#MNPSBlackHistory - Perry Wallace, Pearl Alum and Basketball Great

体育投注We are a community filled with men and women who made life-long differences in our city and beyond - many of them proud graduates of our Metro Nashville Public Schools. Throughout Black History Month we are sharing stories about people we’ll always remember.

Perry Wallace, Vanderbilt News

Perry Wallace, Vanderbilt News

More than 50 years after he integrated the Southeastern Conference as a brilliant student-athlete at Vanderbilt University, the late civil rights pioneer, Metro Schools graduate and basketball player Perry Wallace was remembered by his alma mater this month when it renamed a portion of 25th Avenue South for him. 

Wallace was born Feb. 19, 1948 in Nashville. He attended the historic Pearl High School during a time when segregation was prevalent in Nashville’s public schools. During his time at Pearl, he led the school’s basketball team to an undefeated 31-0 season and the state championship in Tennessee’s first integrated state tournament in 1966. He was named All-State and All-American and was also named to the All-State Tournament team, as well as team captain. 

Basketball wasn’t the only thing Wallace did well.

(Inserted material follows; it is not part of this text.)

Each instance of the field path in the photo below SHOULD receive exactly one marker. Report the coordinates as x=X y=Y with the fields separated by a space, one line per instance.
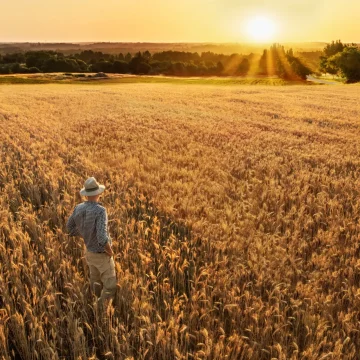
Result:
x=327 y=82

体育投注He was the valedictorian of his 1966 graduating class at Pearl. He was heavily recruited by more than 80 collegiate basketball programs but chose to stay in Nashville to attend Vanderbilt University.

Wallace was one of two African-American players Vanderbilt recruited, but he became the first African-American to play varsity basketball in the SEC in December 1967 after a year on the freshman team. 

Wallace quickly began to experience hostility and racism when he and his Vanderbilt teammates traveled around the South. Due to the team’s integration, the Commodores were often met with protests, name-calling and items were being thrown at Wallace during the games. When the freshman team played against Mississippi State, Wallace and Godfrey Dillard, the team’s other African-American player, faced “eruptions of hate from every direction,” author Andrew Maraniss wrote in the biography Strong Inside: Perry Wallace and the Collision of Race and Sports in the South

体育投注“You had a whole gym full of people just raining down on you,” Wallace said. “It was just awful, and it was the first time I’d ever dealt with this kind of stuff.”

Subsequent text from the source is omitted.